The architects intended to design visually appealing buildings that play with the surrounding scenery and create a strolling path that let tourists feel as if they were in a tea field and enjoy multi-dimensional experiences as they roam through the architectural complex. Featuring a sense of openness, the buildings are designed with transparent facades, accessed in different heights and directions, and a complete circulation path like a Mobius loop that follows the internal circulation organization. The undulating large steps resembling tea fields connect with the square and embrace tourists in a welcoming gesture, also serving as a natural backdrop for activities at the square. Walking upwards along the steps leads to the main leisure space on 2F, where the building's curve stretches through the outdoor corridor to the eastern and western wings. At the eastern end, the gentle outdoor sloping steps enclose a small courtyard with the traditional local house. Visitors can walk up to the roof terrace from there easily and freely. The western building features a slightly lifted rooftop that forms steps, creating a small outdoor activity square facing the northern landscape. Outdoor steps are also arranged here to connect with the interior on the second floor. In the center of the building, spiral stairs and elevators serve as the core of traffic, vertically connecting the first floor, the second floor, and the roof terrace.
Beneath the large steps on Plot A lies the eastern part of the building's first floor, which is a tourist reception center. The design maintains the complete curved shape of the top surface beneath the steps, and creates a circular tea tree courtyard that defines the main entrance. The indoor functional areas are arranged in the shape of islands, and LED screens are installed on the wall to facilitate all kinds of activities. Meanwhile, the west side of the first floor is a coworking area that can be operated independently.
The main body of the "bridge" is on the second floor and serves as a cafe and book bar. Bookshelves, made of curved laminated bamboo panels, are inspired by tea fields and are combined with coffee tables to divide the space into different areas, allowing visitors to overlook the views while reading and sipping coffee. The traditional house to the east side of the second floor has been renovated and connected with the main body of the new building. It serves as the main dining area, with an open dining space, private dining rooms, tea room, chess & card room, etc. Materials like timber and rammed-earth finishes set the tone of the restaurant to respond to the locality of the building. The roof terrace offers a stunning overlooking view to the surrounding landscape, perfect for camping or holding a party under the stars. It's a key part of the architectural experience.
Plot B accommodates an audio-video function that complements the leisure and entertainment functions of the building on Plot A. It consists of an audio-visual hall and a multi-functional hall that can accommodate up to 100 people.

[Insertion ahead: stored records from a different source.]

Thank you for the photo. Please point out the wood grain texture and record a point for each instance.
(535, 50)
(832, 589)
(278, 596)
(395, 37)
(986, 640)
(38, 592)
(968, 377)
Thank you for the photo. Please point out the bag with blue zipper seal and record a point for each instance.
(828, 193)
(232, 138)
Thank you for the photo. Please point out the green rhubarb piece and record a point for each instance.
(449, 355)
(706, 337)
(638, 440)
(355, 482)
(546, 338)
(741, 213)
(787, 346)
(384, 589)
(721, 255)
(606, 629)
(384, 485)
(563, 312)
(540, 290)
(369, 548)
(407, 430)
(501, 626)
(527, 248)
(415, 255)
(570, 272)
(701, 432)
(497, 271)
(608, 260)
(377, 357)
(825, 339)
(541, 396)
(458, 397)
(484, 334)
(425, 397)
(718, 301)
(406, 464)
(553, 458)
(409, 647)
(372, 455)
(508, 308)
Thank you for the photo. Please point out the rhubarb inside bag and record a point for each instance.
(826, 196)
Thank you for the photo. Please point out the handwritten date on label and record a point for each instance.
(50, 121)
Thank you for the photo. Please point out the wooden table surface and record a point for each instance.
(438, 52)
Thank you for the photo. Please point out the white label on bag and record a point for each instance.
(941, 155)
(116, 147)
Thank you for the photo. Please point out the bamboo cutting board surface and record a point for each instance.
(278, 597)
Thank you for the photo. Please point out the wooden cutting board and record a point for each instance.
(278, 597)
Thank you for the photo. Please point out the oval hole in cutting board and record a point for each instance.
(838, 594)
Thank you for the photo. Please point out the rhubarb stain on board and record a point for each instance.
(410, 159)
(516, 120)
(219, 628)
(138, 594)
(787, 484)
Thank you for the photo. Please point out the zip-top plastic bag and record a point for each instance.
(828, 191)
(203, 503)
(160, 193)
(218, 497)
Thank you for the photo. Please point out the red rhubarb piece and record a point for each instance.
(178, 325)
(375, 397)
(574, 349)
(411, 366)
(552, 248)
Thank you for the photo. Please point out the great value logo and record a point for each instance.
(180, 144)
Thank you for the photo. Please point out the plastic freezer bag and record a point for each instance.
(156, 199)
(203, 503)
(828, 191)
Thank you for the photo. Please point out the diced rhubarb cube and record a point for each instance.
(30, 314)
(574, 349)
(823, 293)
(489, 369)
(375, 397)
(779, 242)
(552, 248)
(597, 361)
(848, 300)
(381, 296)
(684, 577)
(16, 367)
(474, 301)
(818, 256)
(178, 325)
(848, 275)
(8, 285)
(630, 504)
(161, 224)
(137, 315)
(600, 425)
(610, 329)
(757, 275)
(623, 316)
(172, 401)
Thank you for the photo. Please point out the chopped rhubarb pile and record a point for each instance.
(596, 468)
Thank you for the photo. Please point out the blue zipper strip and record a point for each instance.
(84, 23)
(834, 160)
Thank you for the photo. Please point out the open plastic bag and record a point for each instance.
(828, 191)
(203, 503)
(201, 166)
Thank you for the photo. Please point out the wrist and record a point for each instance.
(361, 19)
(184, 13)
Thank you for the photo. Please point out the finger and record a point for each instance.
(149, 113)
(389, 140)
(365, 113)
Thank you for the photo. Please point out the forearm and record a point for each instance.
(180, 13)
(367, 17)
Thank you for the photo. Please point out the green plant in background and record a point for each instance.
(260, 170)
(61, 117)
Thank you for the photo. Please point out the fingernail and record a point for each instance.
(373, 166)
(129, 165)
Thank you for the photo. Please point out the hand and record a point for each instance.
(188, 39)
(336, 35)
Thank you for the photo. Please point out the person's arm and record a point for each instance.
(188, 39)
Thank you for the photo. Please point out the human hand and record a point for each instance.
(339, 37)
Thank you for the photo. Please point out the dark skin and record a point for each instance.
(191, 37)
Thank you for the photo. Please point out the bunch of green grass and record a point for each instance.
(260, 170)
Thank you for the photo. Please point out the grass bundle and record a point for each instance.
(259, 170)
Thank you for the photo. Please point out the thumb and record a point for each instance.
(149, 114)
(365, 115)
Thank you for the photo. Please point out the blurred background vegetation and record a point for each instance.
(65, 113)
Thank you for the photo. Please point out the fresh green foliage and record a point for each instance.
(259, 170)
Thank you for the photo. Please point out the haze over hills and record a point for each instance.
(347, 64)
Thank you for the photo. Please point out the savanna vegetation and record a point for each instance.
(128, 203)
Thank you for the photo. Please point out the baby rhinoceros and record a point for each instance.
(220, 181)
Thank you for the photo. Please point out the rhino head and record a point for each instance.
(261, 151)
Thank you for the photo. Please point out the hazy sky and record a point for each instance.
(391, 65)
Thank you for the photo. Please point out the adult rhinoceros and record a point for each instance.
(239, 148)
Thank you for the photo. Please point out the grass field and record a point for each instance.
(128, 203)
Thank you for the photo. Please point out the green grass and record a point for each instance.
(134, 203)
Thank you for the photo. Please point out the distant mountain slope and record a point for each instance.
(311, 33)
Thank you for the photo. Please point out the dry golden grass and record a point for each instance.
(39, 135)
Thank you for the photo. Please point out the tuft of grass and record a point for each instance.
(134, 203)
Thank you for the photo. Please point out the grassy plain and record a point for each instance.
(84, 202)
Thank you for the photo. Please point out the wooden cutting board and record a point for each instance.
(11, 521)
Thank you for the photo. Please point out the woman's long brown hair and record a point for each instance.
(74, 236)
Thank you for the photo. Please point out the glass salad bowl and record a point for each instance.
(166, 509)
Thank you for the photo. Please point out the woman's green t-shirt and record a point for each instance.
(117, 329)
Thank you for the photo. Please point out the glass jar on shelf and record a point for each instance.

These halls can be used for film and television show performances, wedding ceremonies, and other activities.
The motorized screen panel system, which can be rotated and slid, allows for flexible modes of the audio-video hall. When the screen panels are opened, the tea garden landscape comes into view and serves as a natural background for music performances. When the panels are closed, the space becomes fully light-proof, providing a better environment for projections. The multi-functional hall offers a broad field of view and can be used as an ancillary space for the audio-visual hall or as an independent small exhibition space.